The passage grapples with the delay, the hiddenness of God’s justice, the silence that answers some prayers. Jesus says, “when the Son of Man comes, will he find faith on the earth?”

When I read the gospels, I enjoy thinking about how we might define “faith” if we had only one particular story to tell us what it is. Last week, for example, healing faith was defined as gratitude. Next week it will be humility. But in this passage, faith is persistence.

It is to not lose heart.

So, what does this have to do with stewardship — with our care for God’s gifts, and with pledging to the church in particular?

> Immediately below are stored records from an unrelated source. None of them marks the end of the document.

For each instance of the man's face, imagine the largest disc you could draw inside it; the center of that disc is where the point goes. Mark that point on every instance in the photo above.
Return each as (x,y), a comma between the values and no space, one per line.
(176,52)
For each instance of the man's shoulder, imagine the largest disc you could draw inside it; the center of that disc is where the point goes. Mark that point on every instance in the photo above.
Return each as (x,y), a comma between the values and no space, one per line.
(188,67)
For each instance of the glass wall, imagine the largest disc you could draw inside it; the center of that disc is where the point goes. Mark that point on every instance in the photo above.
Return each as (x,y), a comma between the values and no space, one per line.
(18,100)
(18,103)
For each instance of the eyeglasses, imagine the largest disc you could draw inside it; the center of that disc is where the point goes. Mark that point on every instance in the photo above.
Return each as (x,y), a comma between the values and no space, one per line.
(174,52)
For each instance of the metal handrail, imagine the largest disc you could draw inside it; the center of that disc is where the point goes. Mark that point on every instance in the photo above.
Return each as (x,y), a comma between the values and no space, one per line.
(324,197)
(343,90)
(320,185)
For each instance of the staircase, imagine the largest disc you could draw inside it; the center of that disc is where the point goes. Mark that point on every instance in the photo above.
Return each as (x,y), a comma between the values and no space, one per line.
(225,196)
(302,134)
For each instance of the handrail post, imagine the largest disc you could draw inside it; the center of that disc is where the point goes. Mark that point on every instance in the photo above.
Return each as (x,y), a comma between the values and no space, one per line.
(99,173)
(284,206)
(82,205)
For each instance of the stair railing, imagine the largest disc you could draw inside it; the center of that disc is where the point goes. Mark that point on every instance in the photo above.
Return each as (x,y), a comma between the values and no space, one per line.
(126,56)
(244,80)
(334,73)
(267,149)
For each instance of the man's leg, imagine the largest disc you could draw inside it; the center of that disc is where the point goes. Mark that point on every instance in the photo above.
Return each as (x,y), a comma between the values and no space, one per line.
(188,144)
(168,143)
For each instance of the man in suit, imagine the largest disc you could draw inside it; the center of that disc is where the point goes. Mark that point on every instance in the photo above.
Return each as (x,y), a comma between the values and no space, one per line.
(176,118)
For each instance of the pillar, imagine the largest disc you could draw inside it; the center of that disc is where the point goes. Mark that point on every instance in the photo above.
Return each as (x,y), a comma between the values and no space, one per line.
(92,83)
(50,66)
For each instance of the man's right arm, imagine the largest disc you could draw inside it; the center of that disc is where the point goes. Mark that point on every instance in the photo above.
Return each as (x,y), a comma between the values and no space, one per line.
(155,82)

If we are to keep on keeping on, we need a community that walks the road with us, that persists over time, that helps us to hold onto hope, and strengthens our hearts. We need community that can hear the cries for justice day and night, that can sustain us when we cry and help us do justice and love mercy when we have power. We need a community that prays for us when we do lose heart and prays with us all the time, a community that holds up the vision of God’s justice, peace and love and encourages us to serve that love together. We need a community that helps us grow our faith, and live it boldly, for the long haul.

I hope the Church of the Ascension is that kind of community; I hope we are growing together more and more into that faith and action, nourished and inspired by those who have gone before us. To persist, we need the support of every one of us.

There is a paragraph in The Unknown Worshipper, the history of Ascension written by former rector James W. Kennedy, that speaks to the stewardship of our community. It describes Ascension at 100 years old, the era when it became known as the church of the open door, and embraced enormous challenges of reaching out into the community around it. At that time, Ascension had just called the sixth rector, Donald Aldrich. The story is told from the perspective of the end of Dr. Aldrich’s rectorship, twenty years later. Kennedy writes,

“Dr. Aldrich looked back and said: “It was four men who some twenty odd years ago saved the Church of the Ascension…Not because they underwrote the church budget to the amount of $30,000 in 1926 when the total sum given to the church’s support in 1925 had been only $1,000. This, it is true, they courageously did. But they saved it because they stayed with it; they saved it because they believed in it, loved it, worked for it. And they stayed with it not out of dumb institutional loyalty, but because they knew it to be a peculiar place, because they saw its true meaning in its origin and in its development (Kennedy, p.93-4).”

We too have a mission to embrace in and out of season — not just a few of us, but all of us. We too may find that we can give more than we previously have, or thought we could. Let us care for this church community, and let us raise our voices in praise, proclaiming the good news of God’s unfathomable grace. Let us seek justice day and night. Let us stay with it for the long haul, serving God and God’s world with full and joyful hearts.